The MIT Center for Advanced Urbanism (CAU) figures prominently in the search for better models of urban growth. Its expertise will center on articulating methods and projects that integrate architecture, landscape, ecology, transportation engineering, politics and political philosophy, technology, and real estate on scales that range from complex regional systems to local communities and neighborhoods.
"The MIT Center for Advance Urbanism's commitment brings immediate focus, energy, and structure to our decade-long effort," said AIA Chief Executive Officer Robert Ivy, FAIA. "With the intellectual resources and recognition that the center brings, we can tap the tremendous talent of our profession to address these public health challenges."
"If you look at the issue of urbanism from the social point of view or the economic point of view, or if you look at it from a health point of view, it's clear we have to have new theoretical positions and assumptions about how to move forward," says Adele Naude Santos, Dean of the School of Architecture + Planning at MIT. "When it comes to urban health, there is no greater issue facing our profession. We look forward to making our collaboration with the AIA a resounding success."
More than half of the world's inhabitants live in urban areas, and this is projected to grow to 70 percent by 2050. Massive urbanization can negatively affect human and environmental health in unique ways, and many of those effects can be addressed through the realm of design. Some of the great health challenges over the next century, including the prevalence of obesity, asthma, cardiovascular disease, diabetes, and depression, among others, are both increasing at an alarming rate and frequently linked to physical design and urban environmental factors.

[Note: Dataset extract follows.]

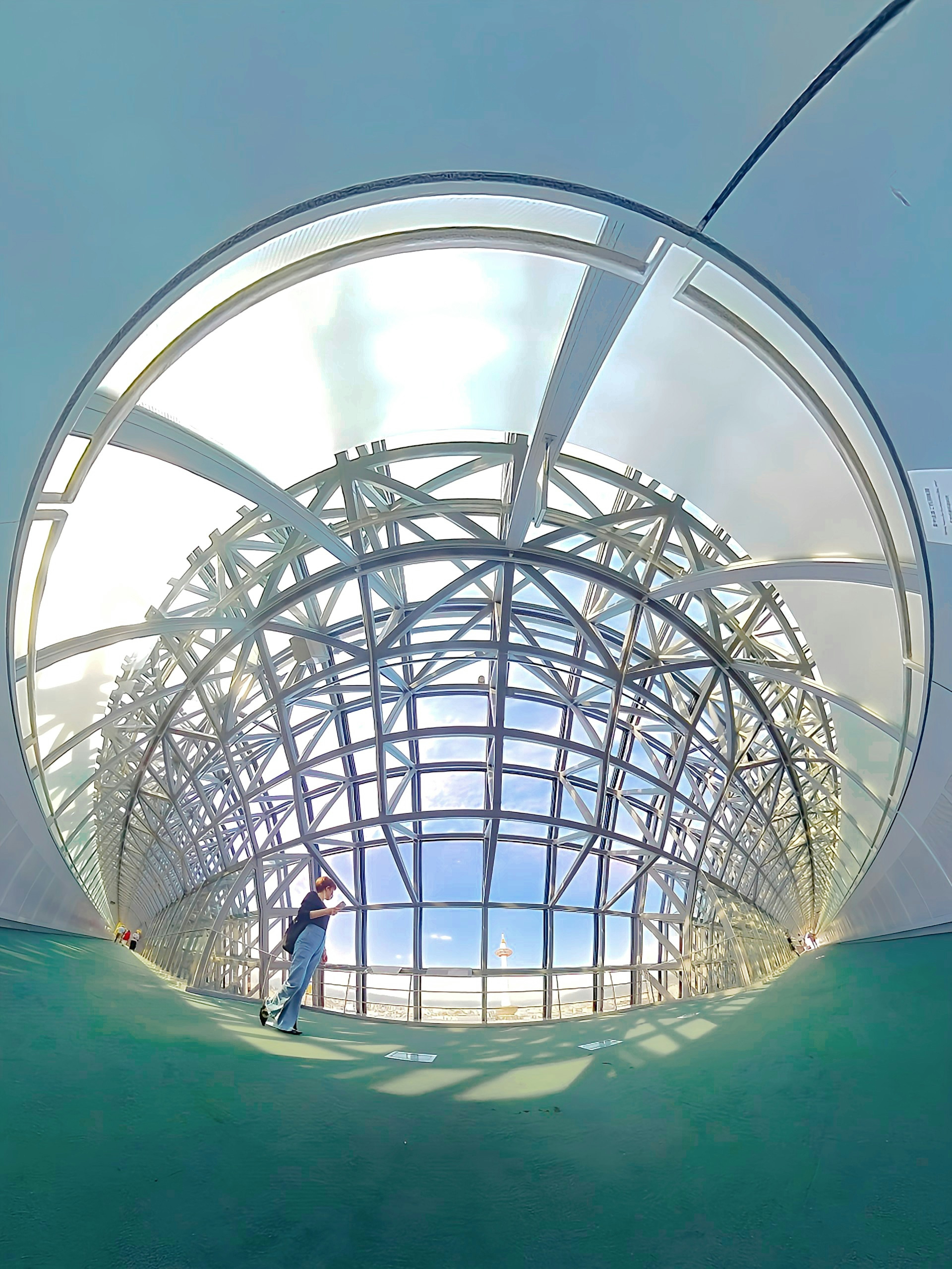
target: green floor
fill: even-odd
[[[113,944],[0,929],[0,1263],[946,1266],[951,977],[934,935],[704,1004],[306,1013],[294,1039]]]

Through research, prototypes and demonstration projects, MIT and AIA will jointly investigate and document correlations between the built environment and health, and develop evidence-based guidelines and design solutions that support human and environmental health in and around cities. The project will incorporate broadly interdisciplinary perspectives (architecture, urban planning, finance, medicine, urban health, technology, building science, transportation, among others) through three phases:
- Research and development of evidence-based guidelines, starting Spring 2013;
- Working with a particular city, including municipal officials and community stakeholders, to design, test and prototype solutions that are specific to that city but applicable to others, in the US and globally.

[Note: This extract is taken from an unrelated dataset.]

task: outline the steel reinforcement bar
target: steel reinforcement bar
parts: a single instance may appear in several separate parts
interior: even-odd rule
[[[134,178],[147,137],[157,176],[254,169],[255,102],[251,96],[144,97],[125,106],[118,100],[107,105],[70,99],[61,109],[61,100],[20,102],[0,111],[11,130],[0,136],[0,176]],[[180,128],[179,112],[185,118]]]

- Putting demonstration projects in place.
This project will have collaboration as its major focus, with research results and learning shared online and in print at conferences and workshops, in person and virtually.
In addition to funding provided by the AIA and MIT, additional support will be sought from private and public sector sources.

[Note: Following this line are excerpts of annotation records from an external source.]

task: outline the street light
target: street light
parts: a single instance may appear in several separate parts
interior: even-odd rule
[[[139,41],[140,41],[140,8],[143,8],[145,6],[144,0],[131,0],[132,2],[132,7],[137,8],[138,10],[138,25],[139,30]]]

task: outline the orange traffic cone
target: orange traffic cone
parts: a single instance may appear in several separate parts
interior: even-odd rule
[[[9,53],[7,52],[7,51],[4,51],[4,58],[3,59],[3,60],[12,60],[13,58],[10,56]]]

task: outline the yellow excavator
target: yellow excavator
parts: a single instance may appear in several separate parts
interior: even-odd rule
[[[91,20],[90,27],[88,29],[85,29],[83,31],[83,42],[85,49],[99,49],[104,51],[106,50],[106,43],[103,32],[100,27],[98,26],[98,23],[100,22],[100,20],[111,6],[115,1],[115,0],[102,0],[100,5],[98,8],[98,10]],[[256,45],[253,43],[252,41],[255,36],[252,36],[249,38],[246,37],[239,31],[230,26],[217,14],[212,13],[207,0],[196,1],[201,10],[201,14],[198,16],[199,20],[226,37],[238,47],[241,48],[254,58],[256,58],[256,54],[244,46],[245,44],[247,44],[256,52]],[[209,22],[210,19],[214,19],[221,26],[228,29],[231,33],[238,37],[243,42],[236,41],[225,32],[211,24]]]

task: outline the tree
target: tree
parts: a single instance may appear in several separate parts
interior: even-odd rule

About The American Institute of Architects
Founded in 1857, members of the American Institute of Architects consistently work to create more valuable, healthy, secure, and sustainable buildings, neighborhoods, and communities. Through nearly 300 state and local chapters, the AIA advocates for public policies that promote economic vitality and public well being. Members adhere to a code of ethics and conduct to ensure the highest professional standards. The AIA provides members with tools and resources to assist them in their careers and business as well as engaging civic and government leaders, and the public to find solutions to pressing issues facing our communities, institutions, nation and world. Visit www.aia.org.
About the Clinton Global Initiative
Established in 2005 by President Bill Clinton, the Clinton Global Initiative (CGI) convenes global leaders to create and implement innovative solutions to the world's most pressing challenges. CGI Annual Meetings have brought together more than 150 heads of state, 20 Nobel Prize laureates, and hundreds of leading CEOs, heads of foundations and NGOs, major philanthropists, and members of the media. To date CGI members have made more than 2,300 commitments, which have improved the lives of over 400 million people in more than 180 countries. When fully funded and implemented, these commitments will be valued at more than $73.1 billion.
About the MIT, Center for Advanced Urbanism
Established in 2012, the MIT Center for Advanced Urbanism's objective is to become the world's pre-eminent cultural center about the design of metropolitan environments, by articulating methods and projects to integrate separate disciplinary agendas in architecture, landscape, ecology, transportation engineering, politics and political philosophy, technology and real estate through a most eloquent design culture on scales ranging from the complex infrastructural intersection, to that of a neighborhood, on to the scale of an entire regional system.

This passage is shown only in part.